Malpua is a popular dessert of North Indian cuisine which can be easily prepared. It is a famous delight during festivals. The pua is made with refined flour, deep fried and then dipped in sugar syrup. But I used a mixture of ragi and bajra flours for this recipe, pan fried and then dipped them in jaggery syrup. Try this easy and healthy recipe and satisfy your sweet cravings!
- 1/2 Cup Finger Millet/Ragi/Kezhvaragu Flour
- 1/2 Cup Pearl Millet/Bajra/Kambu Flour
- 3/4 Cup Coconut Milk
- 2 Tbsp Chopped Nuts (I used almonds and cashews)
- 1 Tbsp Flaxseed Powder
- 1/2 Tsp Fennel Powder
- 1/2 Tsp Cardamom Powder
- 1/4 Tsp Baking Powder
- A pinch of Salt
- Oil for Shallow Frying
- 1 Cup Jaggery
- 1/4 Cup Water
- Mix all the dry ingredients well. Add coconut milk and some water to make a thick batter of pouring consistency. Make sure there are no lumps. Let it soak for 30 minutes. If the batter becomes thick, add some more water.
- Heat a pan, add a tbsp of oil in the centre. Pour a ladle full of batter and spread a thick small disc.
- Pour some oil around the corners and cook on medium flame.

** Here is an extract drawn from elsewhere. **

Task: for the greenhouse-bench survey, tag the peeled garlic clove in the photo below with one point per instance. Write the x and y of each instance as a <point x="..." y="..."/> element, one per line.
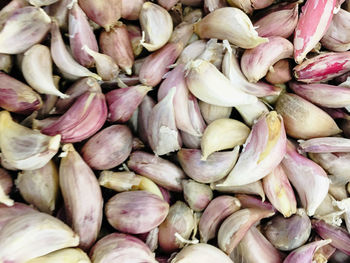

Once the bottom portion is cooked and becomes crisp, flip and cook the other side.
- Repeat the procedure and make puas.
- Meanwhile, in another pan add jaggery powder and water and make syrup. Strain the impurities.
- Dip the pua in jaggery syrup. Let it remain in the syrup for 5 to 10 minutes. Soak 2 puas at a time.
- When a new one is ready, remove the old one and dip the newly fried pua.
- Stack the sweetened pua on a plate.
- Serve warm with some chopped nuts on top.
- Adding flaxseed gives softness to the pua.
- Normal dairy milk can be added.
- Can use ghee for frying.
- For syrup, just melting the jaggery with water and cooking for 3 minutes is enough. No need of any string consistency. With the retained heat, it will thicken up.